Caffeine is a known diuretic, which means you will lose a lot of water. Caffeine causes more water to be filtered out of the kidneys into the bladder, and this can cause you to become dehydrated if you aren’t careful. There is also nothing worse when you are trying to squeeze out that last rep, and all you can think about is how full your bladder is – so off-putting! This dehydration can have a negative effect on physical performance too6, so make sure you are drinking plenty of water whilst exercising.
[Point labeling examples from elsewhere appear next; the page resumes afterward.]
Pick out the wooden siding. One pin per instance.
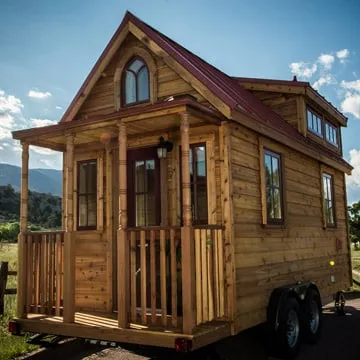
(267, 257)
(283, 104)
(101, 98)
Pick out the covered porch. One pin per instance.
(172, 276)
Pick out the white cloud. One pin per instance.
(351, 85)
(10, 103)
(342, 55)
(326, 60)
(42, 122)
(323, 80)
(4, 133)
(354, 179)
(351, 104)
(39, 94)
(302, 69)
(42, 151)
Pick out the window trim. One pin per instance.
(78, 163)
(313, 112)
(325, 173)
(127, 55)
(266, 145)
(194, 221)
(123, 82)
(331, 126)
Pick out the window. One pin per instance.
(198, 183)
(136, 82)
(331, 134)
(87, 190)
(144, 207)
(329, 212)
(273, 187)
(314, 123)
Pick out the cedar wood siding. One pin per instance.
(266, 258)
(101, 99)
(93, 248)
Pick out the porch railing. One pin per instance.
(209, 273)
(156, 279)
(44, 252)
(155, 275)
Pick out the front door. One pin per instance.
(143, 197)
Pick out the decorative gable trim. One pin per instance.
(125, 58)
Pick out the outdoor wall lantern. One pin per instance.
(163, 148)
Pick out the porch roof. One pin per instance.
(159, 117)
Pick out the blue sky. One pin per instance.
(47, 49)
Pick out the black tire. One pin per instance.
(311, 316)
(287, 336)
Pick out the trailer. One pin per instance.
(195, 205)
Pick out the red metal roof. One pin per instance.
(225, 87)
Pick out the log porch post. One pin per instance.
(69, 236)
(187, 244)
(22, 260)
(123, 246)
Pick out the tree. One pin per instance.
(354, 221)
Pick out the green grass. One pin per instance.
(10, 346)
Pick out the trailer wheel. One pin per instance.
(288, 334)
(340, 303)
(311, 316)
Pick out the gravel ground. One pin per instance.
(339, 341)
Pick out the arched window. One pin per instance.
(136, 82)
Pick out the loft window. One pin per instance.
(198, 183)
(329, 211)
(314, 123)
(331, 134)
(87, 189)
(273, 187)
(136, 82)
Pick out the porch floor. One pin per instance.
(104, 326)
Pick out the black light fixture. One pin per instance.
(163, 148)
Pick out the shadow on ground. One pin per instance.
(339, 341)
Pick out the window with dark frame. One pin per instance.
(273, 187)
(331, 134)
(314, 123)
(198, 183)
(329, 210)
(87, 194)
(135, 82)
Caffeine is a good antioxidant, and as exercising produces more radicals in the body, it’s a good idea to increase your antioxidants. Some argue that your muscles require the radical damage to stimulate growth and recovery, and I agree with this to some extent. After all, those radicals are a very natural part of exercise, and taking 1000’s of mg of vitamin C to neutralise them isn’t. A few mgs of caffeine isn’t going to mop up all these radicals though, and will only offer a little more radical protection, which may be good.



Is caffeine good or bad pre-workout?

It really is down to you, your lifestyle, and how you like to workout. If you have quite a stressful and busy life, your cortisol levels might already be a bit high, so taking caffeine before exercising might not be a great idea as it could have negative effects. If you tend not to drink water during working out, again, you might want to give caffeine a miss as you could easily get dehydrated. However, if you enjoy the stimulating effects of caffeine and have a stress-free life then caffeine can help improve your performance. I personally wouldn’t regularly take caffeine pre-workout though, simply because you will start to build a tolerance and need more and more to get the same stimulation. Rather only take caffeine when you feel like you could do with a little stimulation, or are planning a heavy session.
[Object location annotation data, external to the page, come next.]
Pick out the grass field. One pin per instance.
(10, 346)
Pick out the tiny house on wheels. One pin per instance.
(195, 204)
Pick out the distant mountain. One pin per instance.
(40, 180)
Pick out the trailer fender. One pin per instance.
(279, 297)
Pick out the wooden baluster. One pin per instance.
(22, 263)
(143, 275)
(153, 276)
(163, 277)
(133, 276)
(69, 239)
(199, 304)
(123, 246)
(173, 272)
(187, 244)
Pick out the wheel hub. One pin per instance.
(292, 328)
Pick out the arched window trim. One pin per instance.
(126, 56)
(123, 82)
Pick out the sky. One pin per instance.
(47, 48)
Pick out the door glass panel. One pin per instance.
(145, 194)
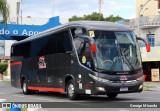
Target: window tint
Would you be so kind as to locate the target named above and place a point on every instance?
(21, 50)
(84, 53)
(49, 44)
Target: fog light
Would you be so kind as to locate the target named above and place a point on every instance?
(101, 89)
(141, 86)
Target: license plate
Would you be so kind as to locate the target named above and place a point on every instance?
(124, 89)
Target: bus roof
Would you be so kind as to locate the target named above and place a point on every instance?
(89, 25)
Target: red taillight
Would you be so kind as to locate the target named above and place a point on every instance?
(93, 48)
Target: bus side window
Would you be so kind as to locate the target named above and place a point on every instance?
(84, 53)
1. K. Häkkinen. (1987). Relationships Between Training Volume, Physical Performance Capacity, and Serum Hormone Concentrations During Prolonged Training in Elite Weight Lifters. International Journal of Sports Medicine. – (61), 65

2. Atti Mero, Laura Jaakkola, Paavo V. Komi. (1990). Serum hormones and physical performance capacity in young boy athletes during a 1-year training period. European Journal of Applied Physiology and Occupational Physiology. 60 (1), 32-37.

3.ARNY A. FERRANDO, CHARLES A. STUART, MELINDA SHEFFIELD-MOORE, and ROBERT R. WOLFE. (1999). Inactivity Amplifies the Catabolic Response of Skeletal Muscle to Cortisol . Endocrine Society. 84 (10), 1945-7197.

4.Paul Smits MD, Jacques W M Lenders MD and Theo Thien MD. (1990). Caffeine and theophylline attenuate adenosine-induced vasodilation in humans. Clinical Pharmacology and Therapeutics. 48, 410-418

5. Robert Fraser, Mary C. Ingram, Niall H. Anderson, Caroline Morrison, Eleanor Davies, John M. C. Connell. (1999). Cortisol Effects on Body Mass, Blood Pressure, and Cholesterol in the General Population.Hypertension. 33, 1364-1368.

6. Bob Murray PhD. (2007). Hydration and Physical Performance. Journal of the American College of Nutrition. 26 (7), 29-30.